Beginning in 1994, the Fedayeen Saddam opened its own paramilitary training camps for volunteers, graduating more than 7,200 "good men racing full with courage and enthusiasm" in the first year. Beginning in 1998, these camps began hosting "Arab volunteers from Egypt, Palestine, Jordan, 'the Gulf,' and Syria." It is not clear from available evidence where all of these non-Iraqi volunteers who were "sacrificing for the cause" went to ply their newfound skills. Before the summer of 2002, most volunteers went home upon the completion of training. But these camps were humming with frenzied activity in the months immediately prior to the war. As late as January 2003, the volunteers participated in a special training event called the "Heroes Attack." This training event was designed in part to prepare regional Fedayeen Saddam commands to "obstruct the enemy from achieving his goal and to support keeping peace and stability in the province.

The authors don't cite their sources, and I hope more of the details behind this paragraph emerge.

Sen. Rick Santorum (R-PA), who along with House Intelligence Committee Chairman Rep. Peter Hoekstra has pushed for the release of the intel docs, cited this paragraph this week in remarks on the Senate floor. And he said this about the intel documents:

As a caveat, while Congressman Hoekstra and I are excited about the fact that DNI decided to release these documents, the pace of the release is, let us say, unsatisfactory to this point.

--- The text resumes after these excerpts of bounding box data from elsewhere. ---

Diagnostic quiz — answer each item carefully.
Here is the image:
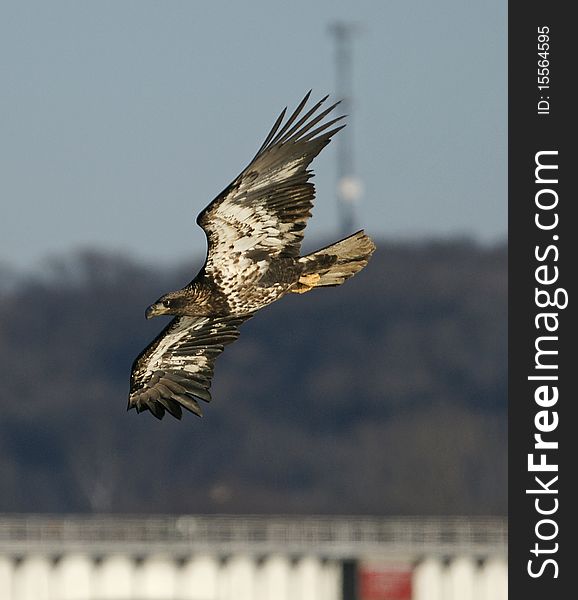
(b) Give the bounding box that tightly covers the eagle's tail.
[291,231,375,294]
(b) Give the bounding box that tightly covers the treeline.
[0,241,507,514]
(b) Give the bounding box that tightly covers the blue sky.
[0,0,507,269]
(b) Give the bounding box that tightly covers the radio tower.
[329,22,362,236]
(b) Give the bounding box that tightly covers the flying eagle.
[128,92,375,419]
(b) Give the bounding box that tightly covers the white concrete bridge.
[0,515,507,600]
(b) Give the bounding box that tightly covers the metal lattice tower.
[329,21,362,235]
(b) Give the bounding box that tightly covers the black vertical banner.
[508,0,578,600]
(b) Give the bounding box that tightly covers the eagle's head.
[145,290,193,319]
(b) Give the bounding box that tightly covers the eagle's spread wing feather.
[128,315,252,419]
[197,92,344,293]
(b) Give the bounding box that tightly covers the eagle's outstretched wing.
[128,314,252,419]
[197,92,345,290]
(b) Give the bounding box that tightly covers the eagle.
[128,91,375,419]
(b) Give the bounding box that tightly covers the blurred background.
[0,0,507,600]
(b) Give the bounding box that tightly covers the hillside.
[0,241,507,514]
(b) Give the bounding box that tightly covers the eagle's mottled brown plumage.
[128,93,375,419]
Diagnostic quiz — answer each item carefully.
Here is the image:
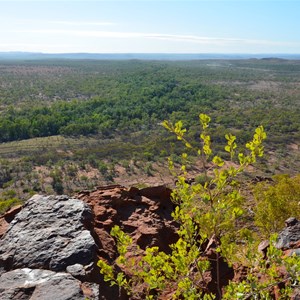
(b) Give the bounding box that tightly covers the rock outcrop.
[0,185,300,300]
[0,186,177,300]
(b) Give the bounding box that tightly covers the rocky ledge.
[0,186,176,300]
[0,185,300,300]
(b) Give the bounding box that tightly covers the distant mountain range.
[0,52,300,60]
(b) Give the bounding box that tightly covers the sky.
[0,0,300,54]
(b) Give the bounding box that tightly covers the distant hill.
[0,52,300,61]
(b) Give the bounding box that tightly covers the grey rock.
[276,218,300,250]
[67,264,85,278]
[0,195,96,271]
[0,268,85,300]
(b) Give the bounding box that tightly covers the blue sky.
[0,0,300,54]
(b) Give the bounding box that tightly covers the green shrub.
[98,114,300,299]
[0,198,22,214]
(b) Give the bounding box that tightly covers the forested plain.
[0,58,300,210]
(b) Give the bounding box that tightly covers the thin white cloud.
[6,28,300,47]
[46,21,117,26]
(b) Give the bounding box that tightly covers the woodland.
[0,58,300,299]
[0,58,300,211]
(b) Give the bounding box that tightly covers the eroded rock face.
[77,185,177,260]
[0,186,177,300]
[0,268,85,300]
[276,218,300,256]
[0,195,96,271]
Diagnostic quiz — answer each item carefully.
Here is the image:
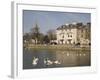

We have, with the blogosphere, the Internet, the opportunity to put these documents out there and have almost instantaneously translated postings about what these documents contain. During the time the Director of National Intelligence Negroponte has had these documents--this is 3 years ago--less than 2 percent of the documents have been translated. At this pace, my grandchildren may know what is in these documents. We need to get these documents out. Mr. President, 600 over a little over a 2-week period is almost the same pace as translating with the people they had over in DNI Negroponte's shop. We need to get these documents out quicker. Why? Because if we look at what is in these documents, there is important information in understanding the connection between Iraq and terrorist organizations and the threat we were facing...

Obviously questions of authenticity and the chain of custody of the intel docs have to be carefully addressed, just as the IPP authors did in their work. Reporter Stephen Hayes, while championing their release, recently cautioned readers about this. "Determining which documents are authentic and which are not will be an incredibly important task. This will be difficult task too, since many of the documents have no known chain of custody. There was a bustling black market for forged documents in Baghdad after the war. How will we determine which documents are real and which documents are not?"

So the quest continues. I understand that a number of non-governmental CT experts, including at least one of our Contributing Experts, have been asked for their assistance, as I hoped in January. We should hope that the authentic and supported documents from Saddam's intel stash are eventually disclosed, with final conclusions about all commections or the lack thereof, before too long.